僕が鞄を肩にかける寸前でフキが突然そう言ってきた。
「会いに行くって……誰に?」
「ほら、この前言ってただろ。土地神がどうとか」
「土曜だからアタシら部活もないし、ちょうどいいと思って」
あ、イザもいたのね。フキの陰に隠れて分からなかった。
ていうかその件か。結局あの日はイザにはあまり信じてもらえなくて、サラと僕が騙されてるかもって心配させることになったんだっけ。
「お前らの説明だとなんか要領を得ないっていうか……コイツが直接見て確かめたいんだとさ」
「いやだって……普通に信じられないし。友達が悪い人に騙されてたらって思うと嫌じゃん」
照れくさそうに目を逸らしながら発言するイザ。人見知りにも関わらず会う気でいる辺り、どうやら本気で心配してくれているようだ。
普段は語気が強くて当たりがキツいところもあるけど、基本的には優しくて良い子だからなぁ。

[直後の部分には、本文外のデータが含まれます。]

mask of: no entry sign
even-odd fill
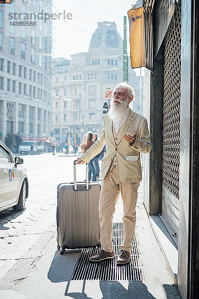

「気持ちはありがたいんだけど、今日はちょっとやることがあってさ」
「え、そうなの?」
「うん。帰ってサブスクで映画を見るという重要な用事が」
「よし、行くか」
……僕の言葉は届いているはずなのに、何故か目の前の巨漢に羽交い締めにされた。
「話を聞いていたかいフキ。僕は帰って今日から新しく配信されたホラー映画を見るんだ」
「タイトルは?」
「『花子さん激走伝説2 ~アスリート走り二宮金次郎像の罠~』」
「絶対ホラーじゃないし十中八九クソ映画でしょそれ」
「二宮金次郎に謝れ」
人の楽しみに対して散々な言い様だなキミ達。さっきまでの優しさはどこへやった。
「ていうか、サラと一緒に行けばいいじゃないか。キリさんだって僕よりあっちの方が話しやすいみたいだし」
「それも考えて先に声を掛けようとしたんだがな。あんな感じだから話かけられなくてな」
フキの指し示した方向を見てみると、なにやらサラを中心に軽く人だかりが出来ていた。
周りの人達は……去年は違うクラスだった人が大半だな。
「普段部活で放課後に話せない人が殺到してるみたいよ。あの子、人気者だからね」
「一年の時から目立ってたしな。同じクラスになって話しかける奴も増えたんだろ」
二人の言う通り、サラは入学当初から注目されていた。
最初の自己紹介の後、整った容姿や明るい性格で瞬く間に周囲からの人気をかっさらっていったのを覚えている。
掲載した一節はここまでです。